Noting that the study is to address condition of facilities, adequacy of facilities, and funding sources, Senator Westwood asked if any one topic will receive more emphasis than the others. Mr. Jackson said they are interconnected. The availability of condition information will lead to a determination as to whether space should continue to be used and for what purpose(s) it might be used or whether a new facility should be constructed. He noted that Paulin and Associates, which developed a space needs model for Kentucky a few years ago, is updating that model relative to the goals set for postsecondary education for 2020.
When asked by Mr. Vanhook if VFA had done similar studies in other states, Mr. Jackson said VFA did a study in 1999 in North Carolina, which had been viewed favorably by policy makers. He further assured Mr. Vanhook that the data is to be transferable both to the existing Kentucky postsecondary education facilities database maintained by CPE as well as the DFSS-maintained statewide facilities database.
In response to Mr. Vanhook's question about whether the various institutions are supportive of this effort, Mr. Jackson said institutions are supportive and that a workgroup has been established composed of a representative from each. He noted that the contract also allows the institutions to pay a further charge to receive additional services (level 2) from the consultant.

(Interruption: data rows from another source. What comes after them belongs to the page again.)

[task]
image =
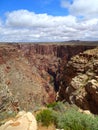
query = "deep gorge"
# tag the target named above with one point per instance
(33, 72)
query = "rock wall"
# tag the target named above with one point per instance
(79, 81)
(30, 73)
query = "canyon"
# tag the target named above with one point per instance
(31, 74)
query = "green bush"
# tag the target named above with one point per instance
(74, 120)
(46, 117)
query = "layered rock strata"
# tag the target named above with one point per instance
(79, 81)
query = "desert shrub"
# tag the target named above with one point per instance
(46, 117)
(6, 115)
(74, 120)
(57, 106)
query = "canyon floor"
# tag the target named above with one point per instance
(34, 75)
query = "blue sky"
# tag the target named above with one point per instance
(48, 20)
(51, 7)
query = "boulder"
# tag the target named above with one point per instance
(23, 121)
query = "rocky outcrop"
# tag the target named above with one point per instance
(79, 81)
(31, 73)
(23, 121)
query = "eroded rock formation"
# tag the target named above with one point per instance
(79, 81)
(31, 73)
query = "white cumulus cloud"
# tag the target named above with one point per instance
(86, 8)
(23, 25)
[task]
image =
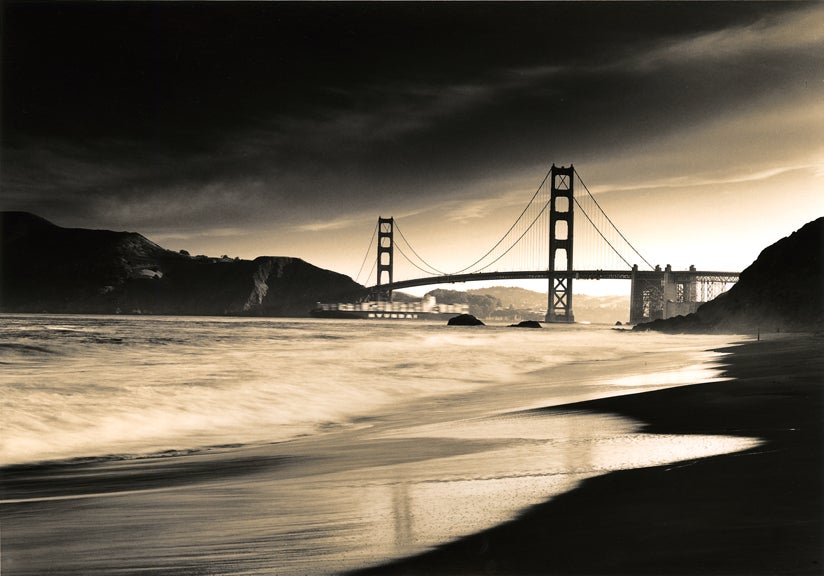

Mr. True said it appears from the information provided that deferred maintenance would only be addressed if an institution pays for the additional services. Mr. Jackson explained that deferred maintenance refers to systems that have outlived the life cycle projected by the manufacturer. He said the work being done under the level 1 services being provided to all institutions will provide data on where a system is within its life cycle so it will also be able to identify those that are beyond their anticipated lifecycle.
Responding to further questions from Mr. True, Mr. Jackson said the contractor will not address whether the institutions have done adequate preventive maintenance or have an appropriate maintenance program in place. He noted that in 1998 CPE established maintenance standards and receives a biennial report from each institution relative to the implementation of those standards. That information is used by the CPE to determine the institutional match that is required when allocating capital renewal pools funded in the biennial budget. The better maintained the facilities are, the lower the required institutional match. Mr. Jackson also noted that in the past CPE has engaged an independent architect who traveled to all of the campuses as part of the capital recommendation review process. Those visits confirmed that the institutions do a very good job of daily facilities maintenance, but the problem is that some buildings and systems are old and have not been upgraded or remodeled.
Senator Westwood noted that during the July 2005 review of the postsecondary education capital plans, facilities less than 30 years old were identified as needing to be replaced. Factors contributing to this need were poor design and inadequate maintenance. He said it would be a cost saver to have funding available for capital renewal.
After thanking Mr. Jackson for his presentation, Senator Westwood said the next meeting is expected to be scheduled for July at the KCTCS System Office facility in Versailles. Staff will follow up with members to determine the exact date. It was noted that members have also been provided a tentative schedule for other meetings and agendas for the remainder of 2006.
Senator Westwood announced there would be a tour of the Shelby Campus upon adjournment. There being no further business, on the motion of Representative Crimm, the meeting was adjourned at 12:05 PM.